Bob Litke, city planning department director, has been a powerful advocate of tax-increment reinvestment as an economic development tool.
Phillippe Diederich
Bob Litke, city planning department director, has been a powerful advocate of tax-increment reinvestment as an economic development tool.

Enter tax-increment reinvestment, which was hatched almost 50 years ago in California so cities could match the funding offered through state and federal programs. Now 43 states have laws authorizing local governments to pledge tomorrow's tax revenues to carry out today's public works. While each state has its own guidelines for using tax-increment reinvestment, the principle is the same everywhere: Publicly funded improvements will draw private investment to an area that wouldn't otherwise be attractive to developers.

The bottom-line question, of course, is do they work? In Houston, at least, no one yet knows. According to city records, only two TIRZs — Lamar Terrace and Midtown, the first two created — have seen any increase in property values within the zone. Most of the 17 existing zones were approved in the the last two or three years and are just getting off the ground.

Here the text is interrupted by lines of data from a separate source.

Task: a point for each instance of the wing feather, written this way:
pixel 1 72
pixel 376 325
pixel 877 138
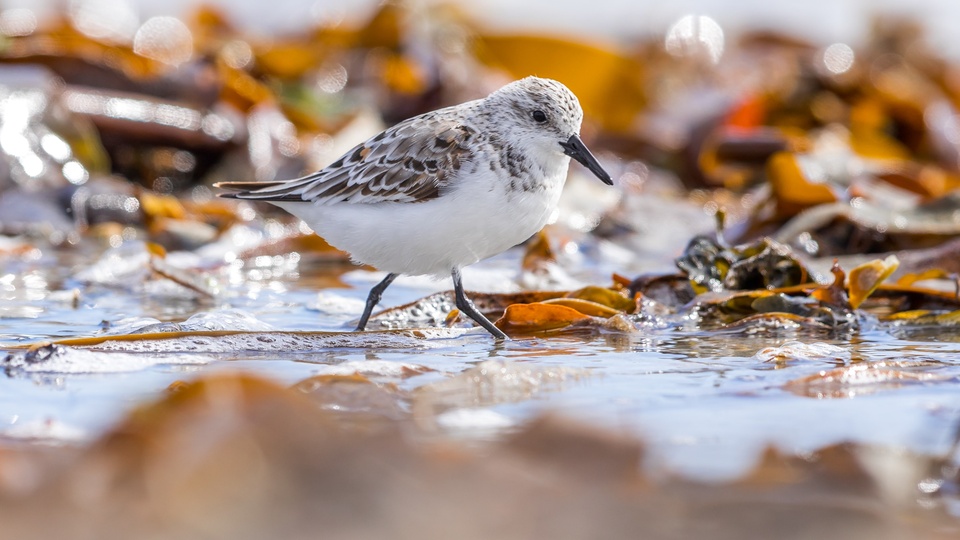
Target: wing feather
pixel 410 162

However, proponents of tax-increment financing say the concept is infallible. Indeed, the presumption is that a TIRZ project pays for itself by creating taxable value where none existed before. And because TIRZ improvements are funded solely through increases in property tax revenue within the zone, the worst that happens if redevelopment fails to materialize is that there are no increments and nothing changes.

Hundreds, if not thousands, of tax-increment zones have been created around the country, yet there have been relatively few attempts to analyze their costs and benefits. The best information comes from California and Illinois, where the concept has been used longer and more extensively than anywhere else. While these studies don't explicitly recommend or discourage tax-increment reinvestment, they make one thing quite clear: The more it's used, the more controversy it generates.

Ed Gilliland of the Council for Urban Economic Development, a Washington, D.C., group that advises the nonprofit sector on development issues, says tax-increment reinvestment has experienced something of a backlash the past few years.

"It's a circular debate," Gilliland says. "If you do a zone and the revenues increase, the money is not going back to the city, but to the zone. So, you could say that it's limiting money to the city treasury, or you could say it's money they wouldn't have had anyway. How do you make an argument either way?"

In Houston, the person responsible for brokering that argument is city planning department director Bob Litke, who has been a powerful advocate for the aggressive use of TIRZs to spur economic growth. Litke evaluates the merits of each proposed TIRZ using the all-important "but for" test — that is, but for the TIRZ, redevelopment would not occur.

"We take a look at whether or not development has taken place, and if so, what kind of development," Litke says. "We also consider what kind of market analysis there is that suggests the potential is there, but something just isn't right because it isn't happening. Our final decision is based on a strong judgment factor that this is an area that if we did have public intervention, it's likely that it would force development."

In other words, the "but for" standard is really nothing more than good old-fashioned real estate speculation. Is that something city government should be involved in? Not according to Barry Klein, president of the Houston Property Rights Association and a private consultant who specializes in tax-related issues.

"The city's own studies show that the demand for development was there well before they started using this incentive," says Klein, who points to the most recent property tax revenues, which according to the Harris County tax-assessor collector exceeded $1.4 billion in 1998, a $95 million increase over the previous year.

Klein has long been critical of the city's TIRZ policy, arguing that it doesn't encourage new development but simply moves it from one area to another. David Merriman, an economics professor at Loyola University of Chicago, agrees. Merriman and a colleague studied TIRZ activity in Chicago dating back to 1984. Their conclusion? "We found no evidence that tax-increment zones actually stimulate new development in the Chicago metropolitan area," says Merriman.

To the contrary, Merriman says, cities that use tax-increment financing may actually stunt the growth of the whole city. The reason is that a TIRZ makes little or no contribution to the economy beyond the borders of the zone, says Steven Craig, a professor of economics at the University of Houston.